I'm glad I learned more about this important part of our history and hope that the powers that be are including it in school history books.

Lastly I'm glad that these brave, pioneering women received the recognition they so deserved.

This book will appeal to a multitude of audiences and should be on every school's must read list.

Bravo to these and all the women who have made this country and this world great beside and sometimes in spite of the men around them.

Here's a shout out to my library District and my branch


  1. What a great challenge because the library is my friend. I visit so often that they all know me name and rarely even have to use my library card. So many wonderful treasures there. I saw this movie, but I see that I definitely need to check out the book too. Hugs...RO

    1. I love my library I not only moderate the in person book club but volunteer at my branch and have served on the Board of Directors. I'm really glad I read the book. Happy Monday RO

  2. I love this idea! I read a book similar to this one, Rocket Girls and loved it! I watched the movie for this one and it was so good!

    1. We read Rocket Girls last year Kindlemom it was fantastic. Read this book Kindlemom you won't be sorry.

  3. What a great idea. I haven't been to the library in a while.

  4. Loved your pictures of your library. I must see if this book is in our library - as its also a movie I'd be surprised if it isn't. You've encouraged me to go read this one and then see the move. Thanks Debbie.

    1. Thanks Kathryn its a small branch in a rural town and such a treasure. I hope you enjoy it Kathryn!

  5. This is a great for a challenge! I would love to read this, the waiting list is quite long for it at our library though. I enjoyed all the pictures and information you shared too.
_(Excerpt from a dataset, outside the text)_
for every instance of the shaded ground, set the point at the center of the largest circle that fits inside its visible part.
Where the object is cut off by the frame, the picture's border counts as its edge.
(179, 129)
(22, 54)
    1. Yeah I think since the movie was so successful that's how it is all over Jenea

  6. I have heard great things about this book and I am glad you enjoyed it. Have not watched the movie as yet.

  7. The Library Love challenge is the only one I join. I did it last year and it helped me to save so much money on books, plus support my local libraries at the same time. Glad you're participating, too!

    1. Great to know Dianna I look forward to seeing your posts!

  8. I'm excited about this challenge, too. And neat! I was hoping the book was even more than the movie which I liked a lot.

  9. I loved this movie. Now you have me really wanting to read the book. I agree that this should be on school's must read list. Such a great story about some truly remarkable women.